Just like a cold, suicide can be contagious.
It can spread to or affect other people. Adolescents, especially, are susceptible to increasing thoughts of suicide, or can be tempted to end their lives following a suicide or the attempted-suicide of someone else, especially someone as prominent as Robin Williams.
Just talking about suicide isn’t what is toxic. It’s the way we talk about it that matters the most.
Following the death of Robin Williams, at first it seemed as if the media finally had covered the suicide of a famous person appropriately. It started with a simple description of how Williams died, statements about his struggles with mental illness and depression, the expressed sadness of family members and the memorializing of his life’s work — pretty much what is recommended by mental-health experts in order to contain the contagion.
But then the coverage morphed into sometimes lurid details and descriptions about Williams’ method, followed by a Twitter post by The Academy of Motion Picture Arts and Sciences suggesting Williams is now “free” — precisely what mental-health professionals have warned against.
The American Foundation for Suicide Prevention, along with many other suicide-prevention organizations, has created a list of guidelines for the media to follow. The suggestions include:
Even well-intentioned tributes can have tragic consequences. Young people in mental-health treatment struggling with suicidal thoughts might reason: “If Robin Williams, a wonderful, hilarious and engaging comedian — a genius, some said — can’t come up with a better solution, then what’s there for me?”
From many peer-reviewed studies of mental health, we know that thoughts or feelings of suicide — and even attempts to end one’s life — often increase in the aftermath of suicide. Like a traditional infection, the illness spreads.
A public figure’s death by suicide can be transmitted like a virus. A recent article published in the New York Times, written by Margot Sanger-Katz, documented a significant increase in the U.S. suicide rate in the months following Marilyn Monroe’s death in 1962.
Likewise, the number of calls to a suicide hotline in Seattle spiked following Kurt Cobain’s death in 1994. And this was before Facebook, Twitter and the rest of the social media and Internet allowed information to be transmitted instantly.
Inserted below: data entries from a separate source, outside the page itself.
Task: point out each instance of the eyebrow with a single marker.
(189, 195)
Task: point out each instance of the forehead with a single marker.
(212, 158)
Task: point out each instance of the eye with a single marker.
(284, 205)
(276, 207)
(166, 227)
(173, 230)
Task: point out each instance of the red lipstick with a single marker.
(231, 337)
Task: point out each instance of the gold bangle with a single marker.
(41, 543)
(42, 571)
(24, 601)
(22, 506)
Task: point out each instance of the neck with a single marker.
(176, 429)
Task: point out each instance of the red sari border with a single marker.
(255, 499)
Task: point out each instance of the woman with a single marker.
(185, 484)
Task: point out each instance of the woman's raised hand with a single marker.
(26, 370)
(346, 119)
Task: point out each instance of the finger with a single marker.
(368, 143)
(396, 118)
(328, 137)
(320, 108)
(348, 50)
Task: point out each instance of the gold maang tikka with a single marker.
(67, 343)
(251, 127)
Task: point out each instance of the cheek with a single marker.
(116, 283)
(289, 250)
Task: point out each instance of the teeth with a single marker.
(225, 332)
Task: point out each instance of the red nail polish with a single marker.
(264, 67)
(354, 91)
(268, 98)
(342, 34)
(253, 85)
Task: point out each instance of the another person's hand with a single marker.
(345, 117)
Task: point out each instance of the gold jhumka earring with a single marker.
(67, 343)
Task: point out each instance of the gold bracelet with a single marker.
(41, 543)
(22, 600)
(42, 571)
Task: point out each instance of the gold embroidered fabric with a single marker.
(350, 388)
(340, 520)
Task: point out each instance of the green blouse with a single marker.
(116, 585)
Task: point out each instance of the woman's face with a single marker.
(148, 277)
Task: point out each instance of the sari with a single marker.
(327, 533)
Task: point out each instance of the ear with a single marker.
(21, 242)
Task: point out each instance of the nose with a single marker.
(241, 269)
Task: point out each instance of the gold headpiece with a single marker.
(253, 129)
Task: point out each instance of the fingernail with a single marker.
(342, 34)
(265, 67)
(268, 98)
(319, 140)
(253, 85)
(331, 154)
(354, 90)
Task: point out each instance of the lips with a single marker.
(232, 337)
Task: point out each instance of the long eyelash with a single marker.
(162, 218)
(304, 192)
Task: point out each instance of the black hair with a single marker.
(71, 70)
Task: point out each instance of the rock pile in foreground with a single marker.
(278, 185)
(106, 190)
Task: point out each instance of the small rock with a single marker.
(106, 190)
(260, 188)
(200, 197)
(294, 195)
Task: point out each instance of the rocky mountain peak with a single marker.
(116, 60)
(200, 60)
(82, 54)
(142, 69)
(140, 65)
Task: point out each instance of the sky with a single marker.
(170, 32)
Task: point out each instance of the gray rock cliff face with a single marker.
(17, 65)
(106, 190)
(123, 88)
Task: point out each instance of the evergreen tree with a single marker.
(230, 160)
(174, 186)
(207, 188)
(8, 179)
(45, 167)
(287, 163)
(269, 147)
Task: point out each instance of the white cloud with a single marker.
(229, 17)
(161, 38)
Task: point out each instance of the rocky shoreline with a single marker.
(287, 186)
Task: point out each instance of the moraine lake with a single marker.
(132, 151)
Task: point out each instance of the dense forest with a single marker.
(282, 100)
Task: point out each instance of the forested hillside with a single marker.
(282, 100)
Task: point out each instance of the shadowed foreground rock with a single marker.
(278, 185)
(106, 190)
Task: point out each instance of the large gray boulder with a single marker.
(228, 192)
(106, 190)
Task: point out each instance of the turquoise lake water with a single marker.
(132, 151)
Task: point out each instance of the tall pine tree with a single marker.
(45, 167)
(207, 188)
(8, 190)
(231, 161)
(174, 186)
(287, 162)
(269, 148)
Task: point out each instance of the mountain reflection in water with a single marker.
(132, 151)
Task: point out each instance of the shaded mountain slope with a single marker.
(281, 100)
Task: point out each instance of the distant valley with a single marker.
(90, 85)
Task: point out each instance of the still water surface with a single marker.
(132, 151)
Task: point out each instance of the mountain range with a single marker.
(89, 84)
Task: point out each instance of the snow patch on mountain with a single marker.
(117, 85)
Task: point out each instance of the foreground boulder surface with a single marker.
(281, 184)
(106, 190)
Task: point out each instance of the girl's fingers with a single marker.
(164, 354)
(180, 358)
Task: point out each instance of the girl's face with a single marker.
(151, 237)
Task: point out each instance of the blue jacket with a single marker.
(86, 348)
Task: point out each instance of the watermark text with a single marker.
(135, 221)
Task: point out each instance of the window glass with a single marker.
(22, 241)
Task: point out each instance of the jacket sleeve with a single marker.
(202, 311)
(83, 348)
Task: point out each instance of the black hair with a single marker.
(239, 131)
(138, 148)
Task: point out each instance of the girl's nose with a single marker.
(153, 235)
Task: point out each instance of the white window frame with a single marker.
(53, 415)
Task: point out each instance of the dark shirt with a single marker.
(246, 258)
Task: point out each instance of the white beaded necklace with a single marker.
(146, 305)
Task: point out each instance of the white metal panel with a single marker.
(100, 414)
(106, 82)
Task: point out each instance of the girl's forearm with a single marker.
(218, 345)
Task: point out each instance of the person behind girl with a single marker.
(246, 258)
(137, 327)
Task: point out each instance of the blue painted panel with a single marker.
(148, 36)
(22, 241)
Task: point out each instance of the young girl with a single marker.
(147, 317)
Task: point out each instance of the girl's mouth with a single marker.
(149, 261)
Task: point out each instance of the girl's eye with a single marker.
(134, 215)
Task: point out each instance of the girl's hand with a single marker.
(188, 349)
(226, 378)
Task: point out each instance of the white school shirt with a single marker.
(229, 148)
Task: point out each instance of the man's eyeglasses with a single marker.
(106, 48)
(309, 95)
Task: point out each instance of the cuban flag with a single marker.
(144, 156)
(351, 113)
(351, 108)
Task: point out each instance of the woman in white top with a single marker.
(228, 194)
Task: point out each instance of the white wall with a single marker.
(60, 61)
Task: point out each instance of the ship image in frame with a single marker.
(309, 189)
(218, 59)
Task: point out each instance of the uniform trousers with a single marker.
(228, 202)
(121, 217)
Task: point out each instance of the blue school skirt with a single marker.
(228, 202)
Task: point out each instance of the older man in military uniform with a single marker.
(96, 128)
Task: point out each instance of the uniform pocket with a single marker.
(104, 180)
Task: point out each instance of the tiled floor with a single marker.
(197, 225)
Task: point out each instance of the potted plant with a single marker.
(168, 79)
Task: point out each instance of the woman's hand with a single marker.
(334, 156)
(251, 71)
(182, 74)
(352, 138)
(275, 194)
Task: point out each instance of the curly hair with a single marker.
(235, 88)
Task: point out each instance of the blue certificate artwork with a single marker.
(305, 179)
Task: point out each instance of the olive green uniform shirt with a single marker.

Glorification of a death by suicide could affect someone who is already susceptible. Most important, it also puts or keeps the option of suicide on the table for someone struggling to remove it.
Consider the case of a teenager already experiencing some thoughts of suicide — and about 20 percent of adolescents report having some, even if fleeting, thoughts about ending their lives. The teen may be working hard in therapy and/or with the use of medications to eliminate these thoughts. But then he or she sees a viral tweet suggesting that one of their favorite actors who killed himself is “free” from anguish? The option of suicide becomes more real, more appealing.
Unfortunately, far too many children and adults already take their own lives out of hopelessness or despair. Education, readily accessible mental healthcare and the involvement of well-meaning loved ones all are part of the solution.
But reporters, and the media in general, also must play a role by taking care not to glorify the death of a celebrity who chose to end his or her own life.
It is time for the media to change the narrative about suicide — which is often overlooked entirely, or discussed only in the most sensational ways. What if the reporting of a public figure’s suicide began and ended with facts about the celebrity’s enduring struggle with depression or substance abuse — and not detailed descriptions of his or her methods? What if the conversation is about destigmatizing mental illness, rather than about the melodramatic details of a celebrity’s descent? What if journalists wrote about hope, instead of despair?
Suicide is contagious, and the media must be part of the solution, not the problem.